Originally hosted by Dom Lau (Dominic Lau), the radio show is now presented by radio veterans Joey Chou (English) and Max Lim (Mandarin). The show plays the most popular music as well as segments including artist interviews, AP40 Hit Predictions, Buzzz Track, and Concert Track.

Asia Pop 40 is currently broadcast in over 9 countries across Asia, including in Australia and New Zealand on iHeartRadio.
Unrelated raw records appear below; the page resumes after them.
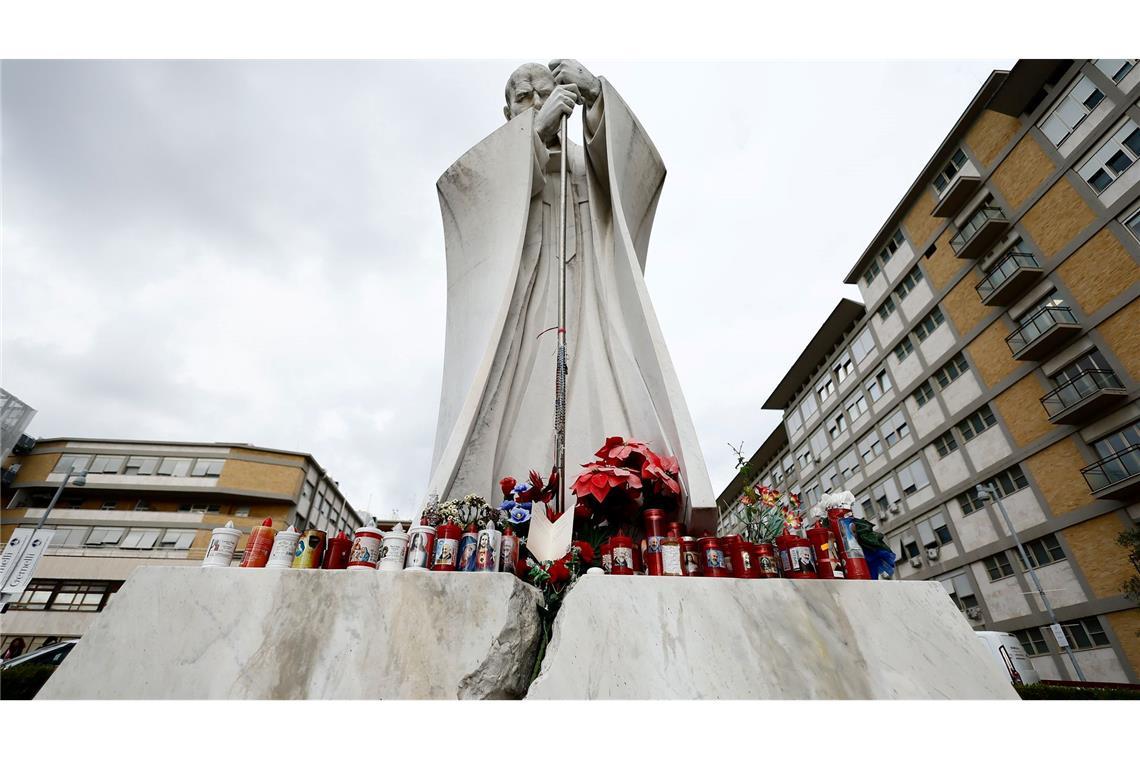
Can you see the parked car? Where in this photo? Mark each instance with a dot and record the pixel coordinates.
(1007, 650)
(21, 678)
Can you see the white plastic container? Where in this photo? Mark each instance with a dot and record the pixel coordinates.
(284, 548)
(222, 546)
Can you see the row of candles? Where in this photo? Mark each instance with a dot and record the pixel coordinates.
(423, 547)
(827, 549)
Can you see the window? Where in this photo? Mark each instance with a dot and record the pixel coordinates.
(872, 271)
(174, 467)
(795, 423)
(837, 426)
(1133, 225)
(951, 370)
(844, 368)
(140, 538)
(208, 467)
(819, 442)
(998, 566)
(950, 170)
(1007, 482)
(913, 477)
(893, 244)
(933, 531)
(200, 508)
(855, 406)
(1084, 634)
(909, 283)
(870, 447)
(864, 344)
(923, 393)
(141, 466)
(978, 422)
(929, 324)
(1116, 70)
(1032, 640)
(178, 539)
(848, 464)
(895, 428)
(68, 536)
(1042, 550)
(108, 465)
(885, 495)
(104, 537)
(808, 407)
(825, 389)
(1072, 109)
(1113, 158)
(945, 443)
(76, 460)
(879, 384)
(904, 349)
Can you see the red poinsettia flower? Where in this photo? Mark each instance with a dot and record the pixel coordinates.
(586, 552)
(597, 480)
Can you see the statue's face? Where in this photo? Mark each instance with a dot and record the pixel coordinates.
(528, 88)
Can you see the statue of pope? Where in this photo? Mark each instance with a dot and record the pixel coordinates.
(499, 203)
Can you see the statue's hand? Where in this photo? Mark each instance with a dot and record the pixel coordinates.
(562, 100)
(568, 71)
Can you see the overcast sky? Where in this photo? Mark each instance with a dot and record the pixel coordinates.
(253, 251)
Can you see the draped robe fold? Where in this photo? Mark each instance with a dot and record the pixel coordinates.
(499, 204)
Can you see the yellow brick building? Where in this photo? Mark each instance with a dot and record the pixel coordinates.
(1000, 344)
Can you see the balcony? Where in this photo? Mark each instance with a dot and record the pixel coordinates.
(1083, 397)
(1048, 328)
(979, 234)
(1116, 476)
(960, 189)
(1009, 278)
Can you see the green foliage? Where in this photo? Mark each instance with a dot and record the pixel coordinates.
(24, 681)
(1056, 692)
(1131, 540)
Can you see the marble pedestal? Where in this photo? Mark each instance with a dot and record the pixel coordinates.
(230, 632)
(646, 638)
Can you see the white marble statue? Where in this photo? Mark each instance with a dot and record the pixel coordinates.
(499, 203)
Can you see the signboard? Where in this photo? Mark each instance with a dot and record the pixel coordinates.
(19, 573)
(11, 550)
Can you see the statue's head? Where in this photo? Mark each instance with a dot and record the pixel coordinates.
(527, 88)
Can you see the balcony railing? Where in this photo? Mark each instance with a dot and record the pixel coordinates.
(999, 285)
(1080, 390)
(982, 228)
(1042, 329)
(1115, 472)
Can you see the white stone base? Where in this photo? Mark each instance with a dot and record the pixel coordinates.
(231, 632)
(694, 638)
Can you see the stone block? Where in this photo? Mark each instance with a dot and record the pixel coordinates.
(231, 632)
(649, 638)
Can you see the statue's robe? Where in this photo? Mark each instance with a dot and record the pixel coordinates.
(501, 220)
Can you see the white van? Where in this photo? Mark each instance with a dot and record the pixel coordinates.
(1007, 651)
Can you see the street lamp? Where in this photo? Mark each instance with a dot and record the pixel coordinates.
(990, 493)
(80, 480)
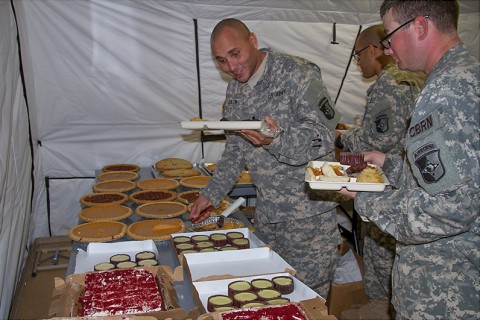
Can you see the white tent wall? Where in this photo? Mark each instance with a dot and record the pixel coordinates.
(107, 81)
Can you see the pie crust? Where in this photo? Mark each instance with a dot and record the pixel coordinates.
(103, 199)
(161, 210)
(155, 229)
(99, 231)
(105, 213)
(181, 173)
(121, 167)
(148, 196)
(195, 182)
(158, 184)
(173, 163)
(114, 186)
(118, 175)
(188, 197)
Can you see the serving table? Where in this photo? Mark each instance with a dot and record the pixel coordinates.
(166, 253)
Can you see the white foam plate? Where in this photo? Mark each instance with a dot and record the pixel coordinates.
(221, 125)
(351, 185)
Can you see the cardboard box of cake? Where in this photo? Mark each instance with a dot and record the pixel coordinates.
(73, 298)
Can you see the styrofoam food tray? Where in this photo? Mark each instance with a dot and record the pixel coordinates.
(205, 289)
(235, 263)
(351, 185)
(101, 252)
(221, 125)
(254, 240)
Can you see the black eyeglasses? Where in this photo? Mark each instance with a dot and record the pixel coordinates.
(356, 55)
(386, 42)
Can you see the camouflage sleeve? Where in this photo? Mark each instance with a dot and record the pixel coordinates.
(311, 134)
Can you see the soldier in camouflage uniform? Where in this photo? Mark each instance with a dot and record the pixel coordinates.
(288, 92)
(432, 207)
(390, 101)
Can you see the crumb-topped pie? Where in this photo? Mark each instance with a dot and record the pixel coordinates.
(118, 175)
(155, 229)
(103, 199)
(99, 231)
(147, 196)
(114, 186)
(161, 210)
(158, 184)
(181, 173)
(105, 213)
(195, 182)
(188, 197)
(121, 167)
(173, 163)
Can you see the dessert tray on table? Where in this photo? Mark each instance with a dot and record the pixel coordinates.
(315, 182)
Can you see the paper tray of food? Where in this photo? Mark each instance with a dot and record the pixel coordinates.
(316, 178)
(237, 263)
(206, 289)
(221, 125)
(102, 252)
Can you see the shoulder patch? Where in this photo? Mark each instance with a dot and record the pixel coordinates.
(429, 163)
(326, 108)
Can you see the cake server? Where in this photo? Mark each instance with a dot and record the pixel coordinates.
(225, 213)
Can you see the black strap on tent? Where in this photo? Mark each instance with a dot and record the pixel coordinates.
(22, 78)
(348, 65)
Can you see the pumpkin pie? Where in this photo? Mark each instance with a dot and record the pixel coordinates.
(195, 182)
(147, 196)
(161, 210)
(181, 173)
(121, 167)
(155, 229)
(188, 197)
(158, 184)
(173, 163)
(118, 175)
(114, 186)
(99, 231)
(105, 213)
(103, 199)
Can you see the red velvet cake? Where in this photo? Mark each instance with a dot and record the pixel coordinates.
(290, 311)
(117, 292)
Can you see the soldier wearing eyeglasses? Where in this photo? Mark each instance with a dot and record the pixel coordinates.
(433, 205)
(390, 100)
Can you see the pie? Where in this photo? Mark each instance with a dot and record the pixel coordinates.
(121, 167)
(195, 182)
(114, 186)
(158, 184)
(188, 197)
(99, 231)
(147, 196)
(173, 163)
(105, 213)
(103, 199)
(155, 229)
(118, 175)
(181, 173)
(161, 210)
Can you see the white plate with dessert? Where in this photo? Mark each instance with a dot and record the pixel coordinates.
(325, 175)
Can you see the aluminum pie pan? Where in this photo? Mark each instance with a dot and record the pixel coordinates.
(210, 224)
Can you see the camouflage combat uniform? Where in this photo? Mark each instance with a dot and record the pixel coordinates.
(433, 205)
(390, 101)
(300, 229)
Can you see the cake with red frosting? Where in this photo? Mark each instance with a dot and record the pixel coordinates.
(118, 292)
(290, 311)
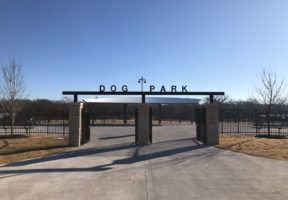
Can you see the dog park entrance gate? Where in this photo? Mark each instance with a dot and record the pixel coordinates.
(206, 118)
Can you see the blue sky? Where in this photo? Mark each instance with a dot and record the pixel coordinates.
(208, 45)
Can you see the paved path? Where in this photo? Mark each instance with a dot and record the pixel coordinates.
(174, 167)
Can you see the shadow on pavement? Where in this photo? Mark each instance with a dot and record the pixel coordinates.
(140, 153)
(116, 137)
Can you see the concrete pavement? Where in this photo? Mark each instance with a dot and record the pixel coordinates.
(175, 166)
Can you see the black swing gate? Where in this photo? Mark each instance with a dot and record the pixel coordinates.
(201, 125)
(86, 115)
(137, 124)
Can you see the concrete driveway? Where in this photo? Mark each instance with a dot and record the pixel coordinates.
(176, 166)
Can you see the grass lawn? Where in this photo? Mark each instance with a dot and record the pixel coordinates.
(275, 148)
(15, 148)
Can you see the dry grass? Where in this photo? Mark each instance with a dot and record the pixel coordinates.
(256, 146)
(26, 147)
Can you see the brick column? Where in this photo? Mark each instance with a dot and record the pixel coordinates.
(212, 124)
(75, 124)
(143, 124)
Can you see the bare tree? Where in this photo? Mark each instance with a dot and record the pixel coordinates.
(270, 92)
(12, 90)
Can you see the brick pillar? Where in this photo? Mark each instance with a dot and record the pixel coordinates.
(143, 124)
(212, 124)
(75, 124)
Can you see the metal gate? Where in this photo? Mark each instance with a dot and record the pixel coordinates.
(137, 124)
(201, 125)
(85, 137)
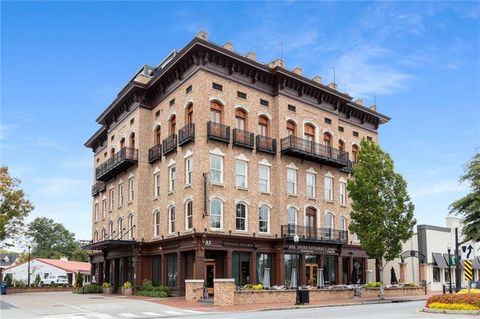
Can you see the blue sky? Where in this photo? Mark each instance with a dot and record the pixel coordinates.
(62, 63)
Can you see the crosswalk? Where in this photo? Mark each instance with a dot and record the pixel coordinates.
(138, 315)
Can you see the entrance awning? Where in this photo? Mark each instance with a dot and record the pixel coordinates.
(108, 244)
(440, 260)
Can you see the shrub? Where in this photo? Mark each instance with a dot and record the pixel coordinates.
(448, 306)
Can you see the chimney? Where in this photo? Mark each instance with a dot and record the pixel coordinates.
(252, 56)
(202, 35)
(277, 62)
(228, 46)
(332, 85)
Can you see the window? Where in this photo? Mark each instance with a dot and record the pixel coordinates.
(241, 217)
(171, 178)
(216, 169)
(156, 223)
(264, 178)
(241, 174)
(188, 170)
(342, 193)
(291, 181)
(216, 212)
(171, 219)
(328, 188)
(217, 86)
(131, 189)
(189, 215)
(311, 185)
(156, 184)
(111, 196)
(263, 216)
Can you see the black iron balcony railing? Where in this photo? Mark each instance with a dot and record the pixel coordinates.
(305, 149)
(154, 153)
(169, 144)
(98, 187)
(186, 134)
(266, 144)
(120, 161)
(243, 138)
(306, 233)
(218, 132)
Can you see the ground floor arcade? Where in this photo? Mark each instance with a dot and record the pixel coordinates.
(248, 260)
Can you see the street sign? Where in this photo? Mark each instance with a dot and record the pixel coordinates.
(467, 251)
(468, 270)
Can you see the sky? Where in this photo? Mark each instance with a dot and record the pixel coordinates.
(63, 63)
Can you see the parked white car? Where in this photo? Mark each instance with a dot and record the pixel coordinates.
(55, 280)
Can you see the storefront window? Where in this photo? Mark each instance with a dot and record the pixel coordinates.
(172, 270)
(264, 261)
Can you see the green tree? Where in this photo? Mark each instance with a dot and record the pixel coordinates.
(382, 213)
(469, 205)
(14, 207)
(51, 240)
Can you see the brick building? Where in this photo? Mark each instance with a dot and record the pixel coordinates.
(208, 165)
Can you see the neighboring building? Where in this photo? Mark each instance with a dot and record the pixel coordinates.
(207, 165)
(48, 268)
(432, 242)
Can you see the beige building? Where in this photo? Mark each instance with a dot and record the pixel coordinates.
(207, 165)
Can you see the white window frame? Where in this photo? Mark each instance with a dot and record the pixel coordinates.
(239, 175)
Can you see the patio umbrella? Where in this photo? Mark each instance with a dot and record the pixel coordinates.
(393, 277)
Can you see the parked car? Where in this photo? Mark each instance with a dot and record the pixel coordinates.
(55, 281)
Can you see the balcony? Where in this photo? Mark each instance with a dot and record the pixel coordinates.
(186, 134)
(98, 187)
(120, 161)
(155, 153)
(218, 132)
(311, 151)
(243, 138)
(312, 234)
(169, 144)
(266, 144)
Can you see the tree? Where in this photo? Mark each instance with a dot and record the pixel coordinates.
(51, 240)
(469, 205)
(14, 207)
(382, 213)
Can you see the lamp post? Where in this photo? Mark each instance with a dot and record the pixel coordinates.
(449, 249)
(295, 240)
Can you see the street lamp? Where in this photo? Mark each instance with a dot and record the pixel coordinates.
(449, 249)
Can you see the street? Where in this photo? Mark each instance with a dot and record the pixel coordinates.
(74, 306)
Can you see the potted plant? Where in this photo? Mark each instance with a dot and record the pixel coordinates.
(127, 288)
(107, 288)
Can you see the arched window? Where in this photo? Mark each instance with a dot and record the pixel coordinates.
(354, 153)
(327, 139)
(130, 226)
(158, 135)
(172, 124)
(216, 213)
(263, 126)
(132, 140)
(241, 217)
(240, 119)
(216, 113)
(189, 114)
(309, 133)
(156, 223)
(291, 128)
(264, 219)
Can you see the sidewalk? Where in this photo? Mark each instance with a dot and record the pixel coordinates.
(179, 302)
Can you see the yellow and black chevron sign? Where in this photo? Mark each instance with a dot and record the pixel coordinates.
(468, 269)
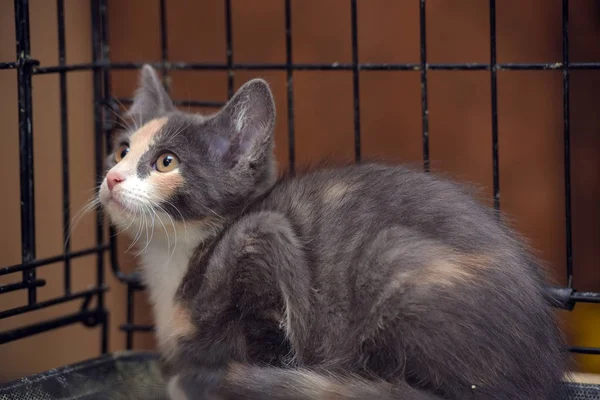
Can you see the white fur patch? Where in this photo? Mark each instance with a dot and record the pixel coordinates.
(163, 268)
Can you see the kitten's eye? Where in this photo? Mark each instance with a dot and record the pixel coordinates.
(166, 162)
(121, 152)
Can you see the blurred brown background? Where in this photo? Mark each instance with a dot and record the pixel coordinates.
(529, 107)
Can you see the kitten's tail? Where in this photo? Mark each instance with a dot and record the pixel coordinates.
(249, 382)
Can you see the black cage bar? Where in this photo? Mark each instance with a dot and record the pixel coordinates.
(106, 109)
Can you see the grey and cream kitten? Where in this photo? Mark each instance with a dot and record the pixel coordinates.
(360, 282)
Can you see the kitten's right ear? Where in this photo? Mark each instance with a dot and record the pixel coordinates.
(151, 100)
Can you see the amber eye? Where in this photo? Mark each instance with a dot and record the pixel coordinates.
(121, 152)
(166, 162)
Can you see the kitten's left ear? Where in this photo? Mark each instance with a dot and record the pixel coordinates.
(151, 99)
(245, 124)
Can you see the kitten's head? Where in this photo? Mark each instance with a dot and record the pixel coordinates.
(189, 166)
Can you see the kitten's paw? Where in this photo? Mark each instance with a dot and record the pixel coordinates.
(174, 391)
(200, 384)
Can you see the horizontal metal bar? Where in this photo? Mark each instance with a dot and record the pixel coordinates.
(584, 350)
(184, 103)
(586, 297)
(10, 65)
(44, 326)
(51, 260)
(323, 67)
(136, 328)
(52, 302)
(11, 287)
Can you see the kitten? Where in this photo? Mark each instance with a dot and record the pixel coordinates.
(358, 282)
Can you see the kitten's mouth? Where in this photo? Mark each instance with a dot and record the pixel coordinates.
(112, 201)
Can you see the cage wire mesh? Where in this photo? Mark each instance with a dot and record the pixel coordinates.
(93, 312)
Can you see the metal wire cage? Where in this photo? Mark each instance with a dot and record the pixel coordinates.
(93, 312)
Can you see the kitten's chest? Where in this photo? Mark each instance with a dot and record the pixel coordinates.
(163, 272)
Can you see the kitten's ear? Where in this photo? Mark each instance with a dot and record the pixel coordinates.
(245, 124)
(151, 99)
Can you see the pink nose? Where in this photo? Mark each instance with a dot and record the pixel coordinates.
(113, 178)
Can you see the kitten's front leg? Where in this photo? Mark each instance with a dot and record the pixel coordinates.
(256, 281)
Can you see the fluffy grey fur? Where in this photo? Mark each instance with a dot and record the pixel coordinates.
(359, 282)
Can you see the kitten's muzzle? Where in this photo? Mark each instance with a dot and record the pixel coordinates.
(113, 178)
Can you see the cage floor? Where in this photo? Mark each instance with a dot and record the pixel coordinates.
(136, 375)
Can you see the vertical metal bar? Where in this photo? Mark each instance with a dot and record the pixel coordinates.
(229, 44)
(355, 81)
(24, 74)
(130, 308)
(567, 140)
(64, 132)
(290, 85)
(164, 44)
(494, 90)
(424, 107)
(98, 25)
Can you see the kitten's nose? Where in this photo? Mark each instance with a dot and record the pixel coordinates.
(113, 178)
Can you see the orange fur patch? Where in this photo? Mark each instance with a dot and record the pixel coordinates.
(166, 184)
(139, 144)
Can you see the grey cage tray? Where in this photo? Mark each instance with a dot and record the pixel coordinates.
(136, 375)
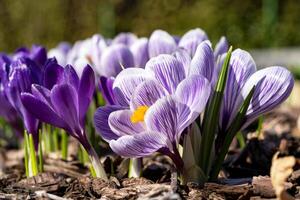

Since 2024, Asia Pop 40 has expanded its operations to an all-in-one solution for Asia-focused music programming, including curated chart data, exclusive artist interviews, music distribution, and post-ready social media assets.

== Broadcasting Times ==

=== English version ===

| Country (City) | Radio Station | Schedule |
|---|---|---|
| Australia & New Zealand | iHeartRadio (Asia Pop 40 Replay Channel) | 24/7 service |
| Cambodia (Phnom Penh) | Radio Love FM 97.5 | Saturday 9 PM–Midnight Sunday 6–9 AM (Replay) |
| Guam (Hagåtña) | STAR101 (101.1 FM) | Saturday 11 AM–2 PM Sunday 7–10 PM (Replay) |
| Indonesia (Jakarta, Bandung, Makassar, Medan, Semarang, Surakarta (Solo), Surabaya, Yogyakarta) | Prambors FM (102.2 Jabodetabek, 98.4 Bandung, 105.1 Makassar, 97.5 Medan, 102.0 Semarang, 99.2 Surakarta, 89.3 Surabaya, 95.8 Yogyakarta) | Saturday 6–9 AM Sunday 5–8 PM (Replay) |
| Indonesia (Manado, Gorontalo) | Memora FM (Prambors network affiliate; 103.6 Manado, 89.2 Gorontalo) | Saturday 7–10 AM (Manado) Sunday 6–9 PM (Manado, Replay; Gorontalo) |
| Indonesia (Samarinda) | RB Radio 87.7FM | Sunday 1–4 PM Wednesday 7–10 PM (Replay) |
| Indonesia (Banda Aceh) | Urban Radio Aceh (88.3 FM) | Saturday 8–11 AM Sunday 3–6 PM (Replay) |
| Indonesia (Palembang) | Ninetysix Radio (Online-only) | Saturday 8–11 AM Sunday 8–11 AM (Replay) |
| Indonesia (Palembang, Pekanbaru, Pangkal Pinang, Baturaja) | El John Radio (95.9 Palembang, 102.6 Pekanbaru, 88.5 Pangkal Pinang, 89.7 Baturaja) | Saturday 7–10 PM Sunday 1–4 PM (Replay) |
| Tokyo Metropolitan Area (Japan) | InterFM897 | Saturday Noon–2 PM Friday 7–8:50 AM (Replay) |
| Northern Mariana Islands (Saipan) | KZMI 103.9FM | Saturday 11 AM–2 PM |
| Philippines (Davao City, Cebu City, General Santos City) | Monster Radio (Monster BT 99.5 Davao, Monster BT 105.9 Cebu, Monster General Santos) | Sunday 6–8 AM |
| Philippines (Dumaguete) | AllHitz24 (Online-only) | Saturday 3–5 PM Sunday 7–9 PM (Replay) |
| Taiwan (Taipei, Chiayi, Kaohsiung, Taichung) | ICRT FM100 (100.7 Taipei & Kaohsiung, 100.8 Chiayi, 100.1 Taichung) | Saturday 5–8 PM |
| Thailand (Phuket) | Live 89.5 Radio | Friday 9 PM–Midnight Sunday 1–4 PM (Replay) |
| Thailand (Hua Hin) | Surf 102.5 FM | Saturday 9 AM–Noon Sunday 6–9 PM (Replay) |
| Thailand (Pattaya) | the SPOT (91.75 FM) | Friday 6–9 PM Saturday 11 AM–2 PM (Replay) |
| Thailand (Chiang Mai) | Chili Radio (Chili Pop; Online-only) | Saturday 9 AM–Noon Sunday 3–6 PM (Replay) |
| United Arab Emirates | LUV 107.1 | Saturday 4–7 PM Sunday 10 AM–1 PM (Replay) |
| United States of America (Dallas–Fort Worth) | LUV Dallas 104.9–HD4 | Saturday 5–8 PM Sunday 5–8 PM (Replay) |

=== Mandarin version (China only) ===
The schedule was currently unknown due to content restrictions.